In a habeas corpus proceeding, the New York State Division of Parole and the Superintendent of the Queensboro Correctional Facility appeal from a judgment of the Supreme Court, Queens County (Chetta, J.), dated January 20, 1987, which sustained the writ and vacated a parole revocation warrant.
Ordered that the judgment is reversed, on the law, without costs or disbursements, the petition is dismissed, the parole violation warrant is reinstated, and that the matter is remitted to the New York State Division of Parole for further proceedings.

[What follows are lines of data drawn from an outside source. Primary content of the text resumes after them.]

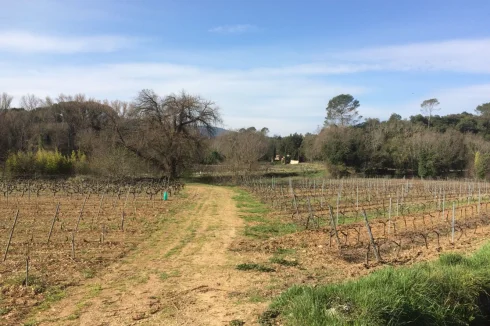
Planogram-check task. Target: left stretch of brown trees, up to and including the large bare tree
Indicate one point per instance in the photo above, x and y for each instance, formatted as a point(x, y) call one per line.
point(151, 133)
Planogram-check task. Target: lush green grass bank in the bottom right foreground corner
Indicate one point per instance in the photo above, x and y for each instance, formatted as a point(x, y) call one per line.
point(453, 290)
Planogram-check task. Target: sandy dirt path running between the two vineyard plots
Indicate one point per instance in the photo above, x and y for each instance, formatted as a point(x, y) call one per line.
point(183, 275)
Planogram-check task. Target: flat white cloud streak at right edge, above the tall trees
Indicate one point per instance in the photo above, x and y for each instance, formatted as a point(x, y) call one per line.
point(455, 55)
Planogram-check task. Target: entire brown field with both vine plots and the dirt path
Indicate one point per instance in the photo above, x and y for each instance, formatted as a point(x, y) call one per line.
point(116, 253)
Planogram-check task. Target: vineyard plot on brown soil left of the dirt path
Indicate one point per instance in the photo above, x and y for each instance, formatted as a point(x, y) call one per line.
point(55, 233)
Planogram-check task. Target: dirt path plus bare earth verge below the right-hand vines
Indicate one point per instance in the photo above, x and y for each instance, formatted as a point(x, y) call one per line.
point(219, 258)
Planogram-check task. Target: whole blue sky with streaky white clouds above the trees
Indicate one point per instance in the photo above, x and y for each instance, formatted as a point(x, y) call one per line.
point(265, 63)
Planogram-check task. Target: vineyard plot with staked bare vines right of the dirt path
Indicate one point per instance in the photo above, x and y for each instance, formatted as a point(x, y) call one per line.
point(380, 220)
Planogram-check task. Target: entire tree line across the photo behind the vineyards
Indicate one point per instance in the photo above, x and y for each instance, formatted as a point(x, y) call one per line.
point(174, 133)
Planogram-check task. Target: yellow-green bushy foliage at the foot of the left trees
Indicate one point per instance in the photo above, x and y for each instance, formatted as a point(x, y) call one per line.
point(45, 162)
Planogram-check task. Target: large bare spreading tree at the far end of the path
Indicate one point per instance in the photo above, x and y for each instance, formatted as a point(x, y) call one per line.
point(168, 131)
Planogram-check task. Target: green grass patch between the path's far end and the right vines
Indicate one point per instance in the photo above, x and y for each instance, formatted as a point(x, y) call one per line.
point(255, 213)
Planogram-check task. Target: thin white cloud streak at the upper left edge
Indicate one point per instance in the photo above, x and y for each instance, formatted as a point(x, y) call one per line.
point(27, 42)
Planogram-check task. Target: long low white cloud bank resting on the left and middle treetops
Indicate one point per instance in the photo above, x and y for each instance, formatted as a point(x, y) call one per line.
point(285, 100)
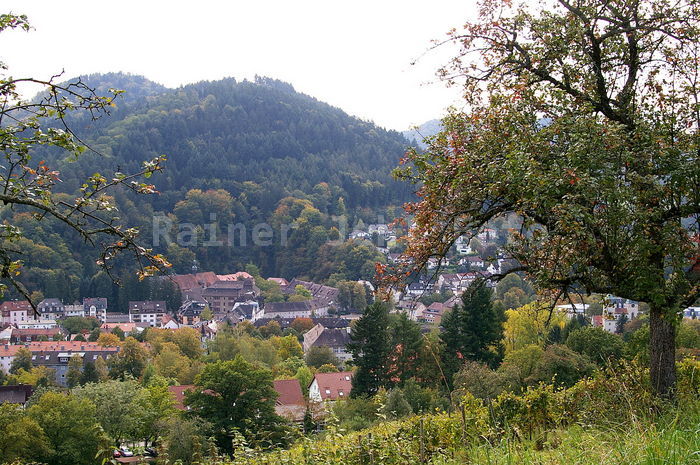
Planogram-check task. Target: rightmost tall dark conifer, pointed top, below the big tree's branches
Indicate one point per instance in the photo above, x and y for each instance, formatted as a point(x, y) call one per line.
point(472, 330)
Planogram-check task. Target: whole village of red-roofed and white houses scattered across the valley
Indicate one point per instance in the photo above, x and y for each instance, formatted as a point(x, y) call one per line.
point(211, 301)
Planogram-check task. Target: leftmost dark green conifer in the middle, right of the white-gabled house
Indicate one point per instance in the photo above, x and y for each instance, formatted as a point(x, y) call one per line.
point(370, 349)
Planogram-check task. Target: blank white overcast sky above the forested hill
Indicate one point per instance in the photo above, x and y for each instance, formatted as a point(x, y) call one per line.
point(354, 55)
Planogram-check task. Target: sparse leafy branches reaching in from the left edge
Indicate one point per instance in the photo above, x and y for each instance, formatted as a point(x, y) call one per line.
point(30, 185)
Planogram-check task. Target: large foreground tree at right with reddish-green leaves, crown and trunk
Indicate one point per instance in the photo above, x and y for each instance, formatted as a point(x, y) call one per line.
point(583, 122)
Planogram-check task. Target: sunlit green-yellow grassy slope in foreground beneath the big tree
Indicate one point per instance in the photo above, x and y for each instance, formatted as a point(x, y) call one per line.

There is no requirement in Executive Law § 259-i (3) that a parole officer must prepare a violation of release report within 30 days after a parolee reports that he has been arrested on a new charge. The regulations promulgated pursuant to Executive Law § 259-c (4) similarly contain no such requirement (see, 9 NYCRR 8000.1 et seq.). The internal guidelines established by the New York State Division of Parole are not promulgated pursuant to an express grant of legislative authority (cf., Matter of Lehman v Board of Educ., 82 AD2d 832) and do not have the force of law. We therefore disapprove of the contrary holdings expressed in People ex rel. Vallejo v New York State Bd. of Parole (130 Misc 2d 488) and People ex rel. Thompson v Wilmot (124 Misc 2d 688).
The judgment under review should therefore be reversed, the petition for a writ of habeas corpus should be dismissed, and the matter should be remitted to the New York State Division of Parole for further parole revocation proceedings. Mangano, J. P., Lawrence, Spatt and Balletta, JJ., concur.